岡野先輩は、おれより3つ年上の、素晴らしくすごいスキルを持った方である。Cの研修のときから、おれがしつこく質問しても、面倒がらずに何でも教えてくれたんだ。映画好きの先輩は毎日、映画を3本観ながら仕事をしているらしい。それでいて、うちの誰よりも作成が速いし、上手いのだ。

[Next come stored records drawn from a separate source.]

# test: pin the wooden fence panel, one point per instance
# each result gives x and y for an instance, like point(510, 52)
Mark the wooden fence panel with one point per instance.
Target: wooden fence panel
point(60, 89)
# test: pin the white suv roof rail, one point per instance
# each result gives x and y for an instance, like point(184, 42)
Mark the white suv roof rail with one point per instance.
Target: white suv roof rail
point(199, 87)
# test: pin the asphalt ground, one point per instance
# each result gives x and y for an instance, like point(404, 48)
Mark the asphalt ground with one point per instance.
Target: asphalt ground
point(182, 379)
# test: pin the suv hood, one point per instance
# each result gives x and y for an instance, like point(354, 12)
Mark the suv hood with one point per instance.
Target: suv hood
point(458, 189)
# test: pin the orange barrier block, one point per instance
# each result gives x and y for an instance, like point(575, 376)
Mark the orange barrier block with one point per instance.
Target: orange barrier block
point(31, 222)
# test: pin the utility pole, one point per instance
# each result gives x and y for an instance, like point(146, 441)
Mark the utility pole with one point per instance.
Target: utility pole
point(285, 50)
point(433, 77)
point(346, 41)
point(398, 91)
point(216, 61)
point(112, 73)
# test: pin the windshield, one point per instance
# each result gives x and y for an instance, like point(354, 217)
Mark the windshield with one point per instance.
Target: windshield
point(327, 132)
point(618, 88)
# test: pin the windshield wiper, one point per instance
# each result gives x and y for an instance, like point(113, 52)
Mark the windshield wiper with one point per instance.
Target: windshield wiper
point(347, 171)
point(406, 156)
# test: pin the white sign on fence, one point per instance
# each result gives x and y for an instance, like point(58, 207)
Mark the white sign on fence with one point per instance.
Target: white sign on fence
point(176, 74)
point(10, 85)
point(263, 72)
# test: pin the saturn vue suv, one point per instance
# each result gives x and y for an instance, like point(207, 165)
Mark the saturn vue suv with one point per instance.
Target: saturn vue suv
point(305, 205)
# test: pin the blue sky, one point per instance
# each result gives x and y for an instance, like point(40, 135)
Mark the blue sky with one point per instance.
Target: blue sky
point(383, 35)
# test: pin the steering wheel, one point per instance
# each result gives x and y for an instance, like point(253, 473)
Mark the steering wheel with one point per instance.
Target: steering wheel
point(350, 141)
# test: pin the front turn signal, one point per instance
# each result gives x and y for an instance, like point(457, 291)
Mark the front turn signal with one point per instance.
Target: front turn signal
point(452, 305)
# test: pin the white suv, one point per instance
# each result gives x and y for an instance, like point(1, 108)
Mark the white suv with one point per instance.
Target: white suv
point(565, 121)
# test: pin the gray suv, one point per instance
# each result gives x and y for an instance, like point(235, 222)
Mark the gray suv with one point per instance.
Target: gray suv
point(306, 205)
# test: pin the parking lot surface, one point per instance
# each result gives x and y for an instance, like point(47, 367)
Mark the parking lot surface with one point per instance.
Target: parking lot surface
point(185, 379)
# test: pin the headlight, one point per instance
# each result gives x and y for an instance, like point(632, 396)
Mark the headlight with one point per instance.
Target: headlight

もちろん映画も厳禁なんだが、会社は稼ぎ頭の岡野先輩に頭が上がらず、黙認している。東京オリンピックの開催中、課長が岡野先輩に更新面談の電話をしたところ、
「すんません、もうすぐ瀬戸大也のレースあるんで、それ終わったらこっちからかけなおします」
とつい正直に言ってしまったが、お咎めなしであった。
すげーよ。かっこよすぎるよ先輩。
「オレ瀬戸大也ってさあ、浮気しないと泳げないタイプだと思うんだよね」
「はあ」
「もし文春にスッパ抜かれてなかったら、金メダルだったって、思うんだよね」
「さあ、それはどうでしょう・・・」
「性欲の強さが泳ぎに反映されるタイプ。それも奥さんだけじゃダメなの。色んな女と交わらないと結果が出せないの」
「でも、奥さんからするとたまったものじゃないでしょうね」
「奥さんも黙認してたかもね。いや、しらんけど。人の2倍仕事をする男は、奥さんを2人持ってもよいって、田中角栄が言ってる」
東京オリンピックが終わった頃の、オンライン飲み会での会話。
なんか、すごい自信。先輩それは、自分のことを指しているのでしょうか??
調子に乗ったおれは突っ込んだ。
「先輩さては、浮気願望があるんですか??」
「浮気? 浮気する相手がいないよ。彼女いない歴38年だよ」
「あっ・・・、失礼しました」
僕もそうです、とは言えなかった。悲しい酒になりそうで。
しばらくして岡野先輩からファイル添付メッセが来た。
覚えてます・・・自分が作ったのじゃない、けど、ずっと自分が作ったのよりずっと綺麗なファイルを・・・
先輩・・・4時間かけて作った力作なんです・・・けど・・・お客さまはそりゃ、綺麗な商品のほうがいいよね・・・ハハ・・・
どれほど努力をしたとて、仕事は、結果が全てです。はい。
自分はまだまだ修業が足りないと、実感した佐藤であった。